L'isola greca di Lesbos è l'estremo confine orientale dell'Europa nel Mediterraneo. Pochi chilometri di mare la separano dalla Turchia. Qui, dal 2015, approdano migliaia di profughi provenienti da varie aree di crisi tra cui la Siria e l’Afghanistan, sperando di giungere in Europa. In realtà, per molti di loro è l'inizio di una permanenza indefinitamente lunga: mesi, a volte anni.
Nei giorni scorsi, una delegazione di Sant'Egidio con Andrea Riccardi e Daniela Pompei, ha visitato l'isola e constatato personalmente la difficile condizione in cui si trovano i profughi. L'isola ne ospita circa 7000. Non tutti, trovano posto nei campi "ufficiali" -, costruiti e gestiti dalla comunità internazionale, dal governo greco e dall’Unione Europea. Questi, originariamente pensati e costruiti come centri di smistamento per permanenze di pochi giorni, accolgono circa la metà dei profughi. Gli altri si sono sistemati in "campi spontanei", in condizioni estremamente precarie, con tende e ricoveri di fortuna.
Moltissimi (oltre il 30%) sono bambini e adolescenti. Fa freddo, il vento è pungente e in molte baracche e containers mancano il riscaldamento e l’acqua corrente. L’assistenza medica non riesce a far fronte alla situazione.

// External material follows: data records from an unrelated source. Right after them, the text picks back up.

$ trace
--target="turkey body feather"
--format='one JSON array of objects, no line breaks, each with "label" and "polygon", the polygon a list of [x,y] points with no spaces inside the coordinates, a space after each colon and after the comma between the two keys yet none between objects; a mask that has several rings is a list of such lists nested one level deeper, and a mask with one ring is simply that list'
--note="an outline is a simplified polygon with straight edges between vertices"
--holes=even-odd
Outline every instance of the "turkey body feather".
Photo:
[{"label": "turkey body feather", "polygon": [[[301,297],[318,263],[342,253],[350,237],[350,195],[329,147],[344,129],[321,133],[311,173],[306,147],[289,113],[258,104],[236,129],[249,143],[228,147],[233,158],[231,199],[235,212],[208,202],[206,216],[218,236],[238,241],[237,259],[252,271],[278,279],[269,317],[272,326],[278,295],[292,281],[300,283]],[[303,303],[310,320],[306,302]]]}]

Il più grande campo dell’isola, quello di Moria, occupa una grande collina di fronte al mare. Da qui, nel 2016 sono partite alcune famiglie di profughi condotte in Italia da papa Francesco ed accolte dalla Comunità.
Gli incontri con i profughi sono stati commoventi: la gioia di ricevere una visita, di poter raccontare difficoltà e speranze, si è manifestata nelle parole e nei gesti di ospitalità: nel freddo pungente, un gruppo di giovani ha cercato di riscaldare al meglio il ricovero di legno e plastica, per accogliere gli amici venuti dall'Italia, mentre una famiglia accampata in una tenda, ha voluto condividere il pane preparato in un forno anch'esso improvvisato.
Anche nella vicina isola di Samos si stanno verificando situazioni simili. Nell'insieme, dunque, le condizioni di vita dei profughi appaiono molto gravi, e l'’incertezza sul futuro contribuisce a renderle ancora più difficili. Una situazione di grave sofferenza su cui non si può continuare a chiudere gli occhi e che interroga la coscienza europea.